Ele ressalta que abraçar essa mudança formal foi mais uma surpresa do que propriamente uma decisão. É algo que demanda uma compreensão, um entendimento do livro, do que ele quer ser e de como os poemas podem contribuir para isso, segundo o autor.

Ele observa, ainda, que “Raio” não tem nenhuma divisão, como algumas de suas obras anteriores têm, com interseções. Em sua definição, “este é um livro que corre, que flui”.

Os 58 poemas reunidos em “Raio” não orbitam um tema específico, tampouco convergem em alguma ideia ou sentimento, segundo o autor. Há, no entanto, motes recorrentes, que estão espalhados por toda a sua obra. Ele cita, por exemplo, os animais, as cores e a presença da mãe.

“De qualquer forma, não é um livro em torno de uma questão, como outros que já escrevi foram, com um esqueleto, um motor mais evidente para mim”, comenta.

Dos motes que se espraiam por sua bibliografia e que retornam em “Raio”, ele destaca o mês de maio (em que faz aniversário), o leão esculpido em pedra e o afogado, que se relaciona com uma lembrança de infância.

“Eu ia muito à praia com minha mãe, e em muitas ocasiões eu vi afogados. Foi uma coisa que me traumatizou. Acho que a primeira pessoa morta que vi na vida foi um afogado. Aquilo, aquela cena, que se repetiu outras vezes, sempre me pareceu muito terrível. É um tema que volta”, diz.

Périplo do título

O título com que o livro foi batizado é um caso à parte, quase uma novela, de acordo com Ferraz. Ele explica que quando tem em mãos um número de poemas que “têm uma dignidade”, eles próprios apontam um nome, o que, conforme diz, orienta sua sensibilidade e dá um norte para os outros escritos que vão compor a obra. No caso de “Raio”, isso não aconteceu. “Foi um inferno”, diz.

“O título nunca vinha.

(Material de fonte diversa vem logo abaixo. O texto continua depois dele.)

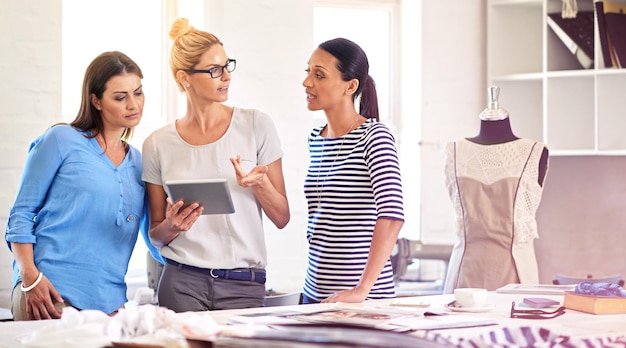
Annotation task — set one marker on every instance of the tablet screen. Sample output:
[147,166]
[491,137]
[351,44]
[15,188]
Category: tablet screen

O livro foi crescendo, os poemas se fazendo de maneira muito livre, independentes uns dos outros, e eu não tinha um título. Era como se eu não tivesse um livro. Fui ficando realmente desesperado, escolhendo títulos que logo abandonava. Fiquei mais de um ano escolhendo três ou quatro títulos por dia”, conta. O primeiro que lhe apareceu foi justamente “Raio”.

Ferraz diz que compartilhou essa ideia com um de seus editores em Portugal, e que ele rechaçou. Resignado, o autor abriu mão do nome. “Achava bonita essa ideia de uma luz repentina, porque os poemas têm luminosidade e porque sou um poeta da claridade, sou um poeta solar, não sou da escuridão, embora a traga comigo, caminhe por ela, queira eu ou não, porque não depende de mim; se dependesse, seria luz o tempo todo, mas a vida não nos autoriza uma realização plena dos nossos desejos”, diz.

Iluminação rápida

Ele faz, ainda, uma outra analogia entre o raio e o poema. O autor observa que o fenômeno da natureza é uma luz rápida na escuridão, o que o aproxima do poema, também entendido como uma iluminação rápida.

“Por mais que eu leve anos na absorção de um poema, esse é um tempo que se leva para chegar a uma iluminação rápida. Por mais que demande uma leitura lenta, trabalhada, trabalhosa, ruminada, silenciosa hoje e em voz alta amanhã, o poema é, diferentemente da prosa, sempre uma coisa rápida”, ressalta.

A partir do momento em que seu editor descartou o título que havia sugerido, ele começou a buscar por outros, contando com a ajuda de amigos que, conforme diz, acompanharam de perto seu sofrimento.

Um deles foi o também poeta Fabrício Corsaletti, com quem costuma conversar muito, trocando ideias sobre pausas, divisões, estruturas e outros aspectos relativos ao fazer poético.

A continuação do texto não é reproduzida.